Our contribution in the programme basically has three main objectives:
- we will bring together the researchers from the various disciplinary fields that are active in surveillance-studies in the Netherlands. In doing so, we will be able to build a more coherent body of knowledge about such issues as surveillance and public policy, surveillance and citizens, surveillance and the use of technology and surveillance and private companies. This knowledge will strengthen the discussions in the four proposed LiSS working groups: living in the Surveillance Age, Surveillance Technologies in Practice, the Business of Surveillance and Public Policy and the Regulation of Surveillance.

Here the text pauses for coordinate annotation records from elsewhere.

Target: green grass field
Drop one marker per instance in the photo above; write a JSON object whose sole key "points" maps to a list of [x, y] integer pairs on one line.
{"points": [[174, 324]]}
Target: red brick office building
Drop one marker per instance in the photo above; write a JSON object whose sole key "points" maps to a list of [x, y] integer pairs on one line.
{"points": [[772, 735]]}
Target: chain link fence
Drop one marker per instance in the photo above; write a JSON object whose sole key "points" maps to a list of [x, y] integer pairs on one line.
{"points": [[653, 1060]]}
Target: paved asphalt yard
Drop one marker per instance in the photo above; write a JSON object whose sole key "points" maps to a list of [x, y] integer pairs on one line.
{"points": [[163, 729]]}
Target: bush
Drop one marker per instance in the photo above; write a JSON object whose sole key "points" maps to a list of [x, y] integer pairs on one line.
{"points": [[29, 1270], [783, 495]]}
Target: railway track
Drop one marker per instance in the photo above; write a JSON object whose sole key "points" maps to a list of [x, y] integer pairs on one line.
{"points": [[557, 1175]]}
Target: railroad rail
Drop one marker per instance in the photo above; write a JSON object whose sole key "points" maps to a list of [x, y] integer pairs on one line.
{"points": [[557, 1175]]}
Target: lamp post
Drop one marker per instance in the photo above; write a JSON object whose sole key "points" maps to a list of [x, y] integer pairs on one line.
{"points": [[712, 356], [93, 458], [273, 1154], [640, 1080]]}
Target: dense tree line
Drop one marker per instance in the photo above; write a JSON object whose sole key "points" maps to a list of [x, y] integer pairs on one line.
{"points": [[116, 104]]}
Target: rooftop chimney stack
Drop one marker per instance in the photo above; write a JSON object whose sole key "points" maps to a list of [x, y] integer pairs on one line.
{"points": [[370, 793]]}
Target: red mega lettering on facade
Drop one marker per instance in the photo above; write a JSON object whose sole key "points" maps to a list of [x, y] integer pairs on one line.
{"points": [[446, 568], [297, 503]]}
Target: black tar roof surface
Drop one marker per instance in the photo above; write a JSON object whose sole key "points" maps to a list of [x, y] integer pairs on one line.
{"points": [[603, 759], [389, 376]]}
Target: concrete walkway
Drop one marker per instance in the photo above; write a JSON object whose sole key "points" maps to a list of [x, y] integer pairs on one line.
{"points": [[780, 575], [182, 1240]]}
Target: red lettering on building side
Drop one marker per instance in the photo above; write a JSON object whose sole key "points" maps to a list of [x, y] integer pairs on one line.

- we will integrate the Dutch knowledge about these issues in the broader EU research community by organizing international research cooperation and by presenting our research findings in international workshops and conferences,
- in doing so, we will raise the profile of the Dutch surveillance research in the wider EU area and showcase the Dutch expertise in this domain.
4) Research into the cultural consequences of Enterprise Resource Planning (ERP) systems for organizational change (2002-2004).
The focus of this project was on the organisational cultural consequences of integrated business systems such as ERPs. During the 1990s these systems have been introduced as very promising. However, these systems also became associated with new organisational problems and side effects. They can consequently be characterized as highly demanding technologies. Our project evaluated theoretically from a critical cultural studies perspective, and methodically through discourse analyses, the tensions between the promises of the virtual and the demands of everyday user practices regarding integrated business systems. The outcomes of this research was of value to the debate on the virtualisation of organisations and the new economy. I carried out this this project with dr.ir. Sytze Kingma. It resulted in various publications in journals and books.
5) The history of Industrial Research (1997-2002).
My first academic project resulted in the book Inventing Structures for Industrial Research. A history of the Philips Nat.Lab. 1914-1946. Aksant Academic Publishers, February 2002, Amsterdam and in various academic papers.
My book is about the early history of the Philips Natuurkundig Laboratorium (the Philips Physics Laboratory, abbreviated as: Nat.Lab.). The Nat.Lab.’s history started when, in the winter of 1913-14, Gerard Philips and his brother Anton decided to found a research organization as a separate part of their company in Eindhoven, the Netherlands. The Philips brothers hired Gilles Holst and others to carry out scientific experiments. The first ambition was to improve the existing light bulb technology and later to create new products like X-ray tubes and radio sets.
Holst became the leader and organizer of the research laboratory. Scientists who worked with him proved the business value of industrial research for the Philips company. The Nat.Lab. story indicates that it was not enough for Philips to simply have a tradition of innovation – the company also needed to create a structure and value a culture that permitted the coordination between people and resources that was necessary for developing innovations in an industrial context.
I have shown in my book that the Nat.Lab. history in the first decades of the twentieth century can be seen as part of a broader development internationally: the commodification of research. During the first decades of the twentieth century, the function of the industrial research laboratory became institutionalized. The institutionalization process of industrial research involved an intentional structuring of the research organization in the company, in which various persons worked together in specific business contexts. At a local level, Philips people headed by Holst (re)invented structures that enabled them to do inventions.